En 2011, cette gendarme de 32 ans s'était suicidée à son domicile de fonction. Sa famille dénonce le harcèlement dont elle était victime de la part d'un supérieur et d'autres militaires.

Neuf ans après sa mort, trois sœurs de la gendarme Myriam Sakhri réclament la réouverture de l'information judiciaire. Elles ont déposé une demande mercredi, selon une information du journal Le Monde.

Cette militaire de 32 ans s'était donné la mort en se tirant une balle dans la poitrine le 24 septembre 2011, au sein de la caserne Delfosse, à Lyon. Elle avait laissé un mot désignant son supérieur direct: "Merci à G. le connard!".
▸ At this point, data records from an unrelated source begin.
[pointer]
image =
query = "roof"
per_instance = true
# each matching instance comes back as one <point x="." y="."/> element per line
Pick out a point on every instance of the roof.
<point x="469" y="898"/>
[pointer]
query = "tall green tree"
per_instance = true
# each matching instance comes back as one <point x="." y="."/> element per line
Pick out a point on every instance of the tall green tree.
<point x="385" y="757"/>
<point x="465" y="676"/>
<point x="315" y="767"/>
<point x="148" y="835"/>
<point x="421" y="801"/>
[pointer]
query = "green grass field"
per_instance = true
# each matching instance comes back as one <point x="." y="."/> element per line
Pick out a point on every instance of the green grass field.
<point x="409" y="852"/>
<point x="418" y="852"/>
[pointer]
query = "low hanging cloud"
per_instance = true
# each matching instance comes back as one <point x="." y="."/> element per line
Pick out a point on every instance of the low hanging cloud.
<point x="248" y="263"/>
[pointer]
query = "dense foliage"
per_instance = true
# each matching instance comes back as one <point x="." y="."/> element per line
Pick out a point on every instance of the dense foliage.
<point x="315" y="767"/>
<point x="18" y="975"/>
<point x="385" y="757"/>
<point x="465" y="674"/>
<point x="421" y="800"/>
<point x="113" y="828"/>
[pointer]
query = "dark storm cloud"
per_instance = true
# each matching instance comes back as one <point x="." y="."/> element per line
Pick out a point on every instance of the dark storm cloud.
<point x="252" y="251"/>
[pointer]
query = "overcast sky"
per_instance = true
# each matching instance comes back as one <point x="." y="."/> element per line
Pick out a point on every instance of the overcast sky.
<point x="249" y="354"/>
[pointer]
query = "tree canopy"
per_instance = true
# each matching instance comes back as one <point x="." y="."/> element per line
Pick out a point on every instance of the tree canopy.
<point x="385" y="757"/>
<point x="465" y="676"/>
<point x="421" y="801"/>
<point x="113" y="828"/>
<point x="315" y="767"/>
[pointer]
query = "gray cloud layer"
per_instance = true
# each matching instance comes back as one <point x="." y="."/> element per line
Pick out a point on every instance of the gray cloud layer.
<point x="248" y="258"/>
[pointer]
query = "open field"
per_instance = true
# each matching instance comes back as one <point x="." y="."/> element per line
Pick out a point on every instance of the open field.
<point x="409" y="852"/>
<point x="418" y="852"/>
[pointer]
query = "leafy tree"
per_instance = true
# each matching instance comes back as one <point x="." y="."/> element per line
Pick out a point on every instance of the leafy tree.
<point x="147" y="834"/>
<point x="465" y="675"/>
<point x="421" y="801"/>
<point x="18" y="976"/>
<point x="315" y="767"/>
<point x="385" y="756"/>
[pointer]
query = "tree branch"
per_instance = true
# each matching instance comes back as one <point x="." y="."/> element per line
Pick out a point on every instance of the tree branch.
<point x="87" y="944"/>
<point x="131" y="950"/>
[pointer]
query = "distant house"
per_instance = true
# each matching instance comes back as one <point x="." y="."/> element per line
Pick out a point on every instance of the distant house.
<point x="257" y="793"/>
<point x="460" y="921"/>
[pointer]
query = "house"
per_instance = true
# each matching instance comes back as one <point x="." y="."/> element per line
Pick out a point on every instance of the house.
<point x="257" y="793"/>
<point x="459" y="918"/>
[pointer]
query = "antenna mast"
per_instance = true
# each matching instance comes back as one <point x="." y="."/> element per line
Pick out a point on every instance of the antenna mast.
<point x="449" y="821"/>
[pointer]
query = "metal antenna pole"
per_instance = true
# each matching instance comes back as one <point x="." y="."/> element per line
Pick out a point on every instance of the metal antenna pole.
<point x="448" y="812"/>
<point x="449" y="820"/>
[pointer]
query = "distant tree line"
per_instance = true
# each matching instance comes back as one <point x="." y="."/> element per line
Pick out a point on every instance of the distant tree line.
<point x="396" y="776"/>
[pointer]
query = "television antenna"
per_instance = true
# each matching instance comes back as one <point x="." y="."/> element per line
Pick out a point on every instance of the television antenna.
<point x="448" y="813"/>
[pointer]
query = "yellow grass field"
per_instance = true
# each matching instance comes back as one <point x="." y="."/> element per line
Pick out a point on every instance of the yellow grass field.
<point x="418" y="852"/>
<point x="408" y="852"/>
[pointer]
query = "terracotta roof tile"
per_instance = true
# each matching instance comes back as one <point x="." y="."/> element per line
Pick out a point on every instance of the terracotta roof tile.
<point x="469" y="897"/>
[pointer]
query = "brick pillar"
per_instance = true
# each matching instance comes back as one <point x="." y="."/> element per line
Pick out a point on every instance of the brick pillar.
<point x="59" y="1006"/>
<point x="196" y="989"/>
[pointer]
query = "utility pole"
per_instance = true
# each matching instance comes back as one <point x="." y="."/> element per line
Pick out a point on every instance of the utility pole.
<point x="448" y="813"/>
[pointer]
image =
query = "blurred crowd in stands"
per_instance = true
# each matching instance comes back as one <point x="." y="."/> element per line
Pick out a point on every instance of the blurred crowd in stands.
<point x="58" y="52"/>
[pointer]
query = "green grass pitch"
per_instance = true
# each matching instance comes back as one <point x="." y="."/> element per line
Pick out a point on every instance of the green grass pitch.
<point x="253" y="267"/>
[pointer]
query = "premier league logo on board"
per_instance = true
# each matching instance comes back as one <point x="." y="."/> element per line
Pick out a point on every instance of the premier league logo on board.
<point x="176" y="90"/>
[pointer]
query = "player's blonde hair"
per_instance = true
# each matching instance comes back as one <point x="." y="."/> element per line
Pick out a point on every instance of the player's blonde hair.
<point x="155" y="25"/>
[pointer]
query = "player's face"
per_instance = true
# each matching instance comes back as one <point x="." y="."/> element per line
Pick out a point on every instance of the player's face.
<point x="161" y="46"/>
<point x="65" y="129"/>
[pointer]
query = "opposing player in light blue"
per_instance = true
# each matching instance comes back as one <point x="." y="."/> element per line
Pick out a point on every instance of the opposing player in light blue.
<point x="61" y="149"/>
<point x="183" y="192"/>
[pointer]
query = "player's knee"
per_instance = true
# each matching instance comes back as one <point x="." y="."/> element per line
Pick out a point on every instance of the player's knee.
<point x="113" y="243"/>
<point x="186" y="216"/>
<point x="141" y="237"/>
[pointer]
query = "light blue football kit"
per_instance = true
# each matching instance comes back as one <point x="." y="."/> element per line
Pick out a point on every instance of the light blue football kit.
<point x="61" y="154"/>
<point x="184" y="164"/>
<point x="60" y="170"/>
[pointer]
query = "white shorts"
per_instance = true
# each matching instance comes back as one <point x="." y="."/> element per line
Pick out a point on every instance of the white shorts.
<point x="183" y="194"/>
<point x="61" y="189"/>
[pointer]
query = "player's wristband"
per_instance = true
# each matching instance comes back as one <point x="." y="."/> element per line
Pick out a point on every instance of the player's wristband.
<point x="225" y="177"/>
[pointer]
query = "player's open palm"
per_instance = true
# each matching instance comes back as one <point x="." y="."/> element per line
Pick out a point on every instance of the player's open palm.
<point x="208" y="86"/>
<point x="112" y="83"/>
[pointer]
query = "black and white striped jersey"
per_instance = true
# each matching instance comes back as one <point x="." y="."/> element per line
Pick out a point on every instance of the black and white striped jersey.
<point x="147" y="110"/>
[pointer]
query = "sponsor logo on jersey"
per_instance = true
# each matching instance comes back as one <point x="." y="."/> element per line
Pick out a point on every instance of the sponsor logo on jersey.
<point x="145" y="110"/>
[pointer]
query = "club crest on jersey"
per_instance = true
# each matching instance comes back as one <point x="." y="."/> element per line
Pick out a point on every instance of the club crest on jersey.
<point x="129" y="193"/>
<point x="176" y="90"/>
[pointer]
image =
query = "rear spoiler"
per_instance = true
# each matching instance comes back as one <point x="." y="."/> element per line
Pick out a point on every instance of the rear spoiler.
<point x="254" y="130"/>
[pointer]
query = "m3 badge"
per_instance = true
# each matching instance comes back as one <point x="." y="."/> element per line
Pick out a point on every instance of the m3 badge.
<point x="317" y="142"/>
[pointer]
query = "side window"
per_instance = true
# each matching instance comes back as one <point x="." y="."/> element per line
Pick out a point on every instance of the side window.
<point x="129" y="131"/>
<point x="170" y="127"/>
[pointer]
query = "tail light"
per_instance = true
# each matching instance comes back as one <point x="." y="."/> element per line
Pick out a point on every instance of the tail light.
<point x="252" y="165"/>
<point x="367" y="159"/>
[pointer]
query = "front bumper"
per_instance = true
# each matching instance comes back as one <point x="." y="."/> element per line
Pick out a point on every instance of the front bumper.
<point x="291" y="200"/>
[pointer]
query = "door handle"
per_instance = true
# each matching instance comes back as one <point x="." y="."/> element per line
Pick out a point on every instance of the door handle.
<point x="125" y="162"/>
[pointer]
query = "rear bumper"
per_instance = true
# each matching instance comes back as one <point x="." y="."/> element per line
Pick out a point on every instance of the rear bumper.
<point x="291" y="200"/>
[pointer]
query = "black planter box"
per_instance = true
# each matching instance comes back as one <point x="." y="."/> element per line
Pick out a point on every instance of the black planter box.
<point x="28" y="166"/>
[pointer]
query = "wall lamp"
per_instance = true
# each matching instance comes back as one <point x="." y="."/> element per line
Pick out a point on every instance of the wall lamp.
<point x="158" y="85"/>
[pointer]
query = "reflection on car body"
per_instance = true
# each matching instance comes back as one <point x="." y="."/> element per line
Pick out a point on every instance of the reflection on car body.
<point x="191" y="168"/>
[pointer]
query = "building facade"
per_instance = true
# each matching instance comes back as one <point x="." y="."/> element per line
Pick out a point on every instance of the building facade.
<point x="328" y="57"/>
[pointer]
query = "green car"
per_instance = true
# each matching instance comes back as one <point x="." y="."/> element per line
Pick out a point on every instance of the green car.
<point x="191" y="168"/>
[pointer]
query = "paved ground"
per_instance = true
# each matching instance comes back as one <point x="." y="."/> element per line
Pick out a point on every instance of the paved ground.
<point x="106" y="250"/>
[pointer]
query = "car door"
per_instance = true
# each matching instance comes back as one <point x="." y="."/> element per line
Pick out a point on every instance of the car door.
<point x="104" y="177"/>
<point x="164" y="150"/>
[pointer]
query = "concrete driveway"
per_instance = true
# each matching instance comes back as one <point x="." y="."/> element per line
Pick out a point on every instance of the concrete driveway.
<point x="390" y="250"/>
Toutefois, l'enquête rendue six mois après sa mort avait conclu à un suicide "pour raisons personnelles" et la thèse du harcèlement classée sans suite.

Des "pressions"

Pour ses proches, il ne fait pourtant aucun doute qu'il y a un lien entre le geste dramatique de Myriam Sakhri et le harcèlement dont elle aurait été victime, notamment des propos racistes. Signalés, ces agissements n'ont débouchés sur aucune intervention de la part de sa hiérarchie.

Selon les avocats de la famille, de nouveaux éléments sont apparus ces dernières années. Me Vincent Brengarth et Me William Bourdon dénoncent "des graves carences dans la conduite de l'enquête", auprès du Monde.

"Les principes d'impartialité et d'indépendance ont été bafoués", poursuivent-ils, évoquant "des pressions" sur les témoins pendant les investigations.

Ils demandent donc la reprise des investigations avec une enquête indépendante pour déterminer les responsabilités de chacun. Avec un espoir: que neuf ans, les langues se délient enfin.